Bárbara foi atrás do tratamento – realizado por videolaparoscopia. “O médico me transmitiu muita confiança. Foi tranquilizador entender quais as possibilidades que eu tinha e sabia que estava em boas mãos. Após o procedimento, ele também me acompanhou de perto até a total recuperação. Só lamento de ter descoberto tarde, pois poderia ter sido poupada de anos de dores e desconforto”, desabafa Bárbara.

É importante lembrar que nem todo casal que não consegue engravidar tem endometriose. “Existem várias causas de infertilidade e a endometriose é apenas uma delas”, esclarece Dr. William.

O tratamento

O tratamento da endometriose depende do sintoma principal: dor e/ou infertilidade. Mulheres com doença superficial podem optar por um tratamento contraceptivo para evitar a gestação não planejada e para o alívio sintomático das cólicas. No caso de infertilidade associada, pode haver indicação de cirurgia. As que apresentam doença profunda podem escolher entre o tratamento clínico e o cirúrgico.

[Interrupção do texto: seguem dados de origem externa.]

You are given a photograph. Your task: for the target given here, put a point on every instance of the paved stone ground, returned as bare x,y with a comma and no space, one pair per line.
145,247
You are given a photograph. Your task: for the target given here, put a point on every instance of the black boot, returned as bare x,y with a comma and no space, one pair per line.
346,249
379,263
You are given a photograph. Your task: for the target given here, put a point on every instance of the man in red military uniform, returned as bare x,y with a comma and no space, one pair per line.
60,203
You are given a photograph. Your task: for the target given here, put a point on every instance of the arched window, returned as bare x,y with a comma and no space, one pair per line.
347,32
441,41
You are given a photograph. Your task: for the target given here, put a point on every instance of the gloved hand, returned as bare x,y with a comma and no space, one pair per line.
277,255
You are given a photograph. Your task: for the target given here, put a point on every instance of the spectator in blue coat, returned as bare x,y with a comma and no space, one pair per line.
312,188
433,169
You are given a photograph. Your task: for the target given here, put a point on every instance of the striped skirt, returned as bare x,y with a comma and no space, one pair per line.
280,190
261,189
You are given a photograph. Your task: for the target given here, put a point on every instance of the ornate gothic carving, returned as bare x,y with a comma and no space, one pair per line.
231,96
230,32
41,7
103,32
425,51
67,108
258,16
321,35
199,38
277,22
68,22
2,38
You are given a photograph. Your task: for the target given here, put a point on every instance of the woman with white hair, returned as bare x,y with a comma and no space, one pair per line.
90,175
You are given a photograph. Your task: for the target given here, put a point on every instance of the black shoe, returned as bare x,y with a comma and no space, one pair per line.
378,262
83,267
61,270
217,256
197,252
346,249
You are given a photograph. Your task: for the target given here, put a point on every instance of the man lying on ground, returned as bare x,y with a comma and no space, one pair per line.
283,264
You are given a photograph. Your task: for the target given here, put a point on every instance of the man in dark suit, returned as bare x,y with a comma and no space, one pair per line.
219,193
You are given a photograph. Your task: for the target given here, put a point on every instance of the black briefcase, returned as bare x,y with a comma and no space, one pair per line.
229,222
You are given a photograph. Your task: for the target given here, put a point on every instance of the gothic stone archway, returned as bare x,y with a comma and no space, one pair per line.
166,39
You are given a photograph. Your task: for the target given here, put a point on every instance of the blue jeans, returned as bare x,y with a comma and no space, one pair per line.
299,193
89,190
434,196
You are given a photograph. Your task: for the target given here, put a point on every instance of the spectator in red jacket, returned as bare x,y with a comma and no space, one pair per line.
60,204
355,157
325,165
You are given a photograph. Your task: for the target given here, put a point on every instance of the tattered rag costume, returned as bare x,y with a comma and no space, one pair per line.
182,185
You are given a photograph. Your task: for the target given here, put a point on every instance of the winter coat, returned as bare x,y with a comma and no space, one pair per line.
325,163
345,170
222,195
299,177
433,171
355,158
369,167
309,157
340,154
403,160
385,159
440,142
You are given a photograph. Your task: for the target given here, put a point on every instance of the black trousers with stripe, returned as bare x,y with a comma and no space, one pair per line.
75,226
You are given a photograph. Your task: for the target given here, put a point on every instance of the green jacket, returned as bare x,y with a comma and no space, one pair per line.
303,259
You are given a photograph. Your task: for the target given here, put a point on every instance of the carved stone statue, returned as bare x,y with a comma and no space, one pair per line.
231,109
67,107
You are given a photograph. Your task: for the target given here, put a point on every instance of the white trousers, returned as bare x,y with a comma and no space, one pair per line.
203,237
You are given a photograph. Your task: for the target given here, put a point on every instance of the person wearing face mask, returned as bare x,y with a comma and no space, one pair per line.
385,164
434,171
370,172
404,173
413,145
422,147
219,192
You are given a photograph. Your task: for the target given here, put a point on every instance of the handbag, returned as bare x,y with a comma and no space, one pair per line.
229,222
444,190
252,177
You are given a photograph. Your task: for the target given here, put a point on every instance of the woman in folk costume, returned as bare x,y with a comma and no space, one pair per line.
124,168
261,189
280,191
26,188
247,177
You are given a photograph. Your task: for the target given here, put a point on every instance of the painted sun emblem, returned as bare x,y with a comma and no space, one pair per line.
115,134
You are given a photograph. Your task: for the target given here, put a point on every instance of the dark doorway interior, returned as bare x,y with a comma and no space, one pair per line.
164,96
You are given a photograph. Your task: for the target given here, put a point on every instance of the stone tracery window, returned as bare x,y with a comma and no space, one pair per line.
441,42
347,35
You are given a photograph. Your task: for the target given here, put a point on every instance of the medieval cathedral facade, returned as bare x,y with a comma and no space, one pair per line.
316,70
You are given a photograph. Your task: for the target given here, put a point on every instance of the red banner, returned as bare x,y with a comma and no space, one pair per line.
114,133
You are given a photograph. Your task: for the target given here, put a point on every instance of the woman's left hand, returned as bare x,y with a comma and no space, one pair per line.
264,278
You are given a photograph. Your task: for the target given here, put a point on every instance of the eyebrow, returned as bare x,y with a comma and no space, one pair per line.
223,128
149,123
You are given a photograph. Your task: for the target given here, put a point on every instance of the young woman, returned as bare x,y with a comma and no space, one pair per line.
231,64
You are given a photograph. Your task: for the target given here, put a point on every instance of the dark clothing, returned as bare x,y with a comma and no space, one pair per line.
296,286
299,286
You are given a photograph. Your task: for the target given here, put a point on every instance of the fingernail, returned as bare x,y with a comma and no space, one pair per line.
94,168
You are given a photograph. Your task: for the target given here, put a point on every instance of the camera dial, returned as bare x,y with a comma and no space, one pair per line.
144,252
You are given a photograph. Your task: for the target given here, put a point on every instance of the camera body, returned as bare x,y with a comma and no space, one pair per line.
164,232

O tratamento cirúrgico da endometriose é realizado por videolaparoscopia. “Essa é uma abordagem minimamente invasiva através do abdome, que utiliza pequenas incisões por onde são introduzidos os instrumentos cirúrgicos. O objetivo é remover completamente os implantes de endometriose, restaurar a anatomia e liberar as aderências intra-abdominais. Mais de 80% das mulheres submetidas à cirurgia têm melhora significativa da dor, embora haja um risco de recorrência da doença a longo prazo”, diz Dr. William.

A indicação de cirurgia deve ser amplamente discutida com o seu médico, pois depende da idade, dos sintomas, do desejo de gestação, da presença ou não de infertilidade e de uma série de outros fatores. “A cirurgia não cura a endometriose. Ela elimina os focos principais da doença e reduz a reação inflamatória dentro do abdome, o que leva à redução dos sintomas dolorosos e melhora da fertilidade”, ressalta a Dra. Monica.

 

O que a doença implica na vida da paciente?

A endometriose pode prejudicar diretamente a qualidade de vida e a capacidade de reprodução. A maioria das pacientes sente dores intensas antes, durante e/ou depois da menstruação, geralmente piores que cólicas; outras, porém, não relatam nenhum sintoma e só descobrem o problema quando têm dificuldades para engravidar. Os principais sintomas são:

  • cólicas menstruais severas;
  • dor durante e depois da relação sexual;
  • dor pélvica (embaixo do ventre);
  • evacuação dolorosa e outros transtornos intestinais (diarreia ou prisão de ventre)  durante o período menstrual.

 

O que é a endometriose?

O tecido normal que reveste a parede interna do útero e que sangra durante o período menstrual é chamado de endométrio. É nele que o óvulo, depois de fertilizado, se implanta. Se não há fecundação, parte do endométrio é eliminada durante a menstruação. O que sobra volta a crescer e o processo todo se repete a cada ciclo. Na endometriose, um tecido semelhante ao endométrio se desenvolve fora da cavidade uterina. “Tipicamente essa doença ocorre na pelve, mas pode ocorrer em outros órgãos do corpo”, esclarece o ginecologista.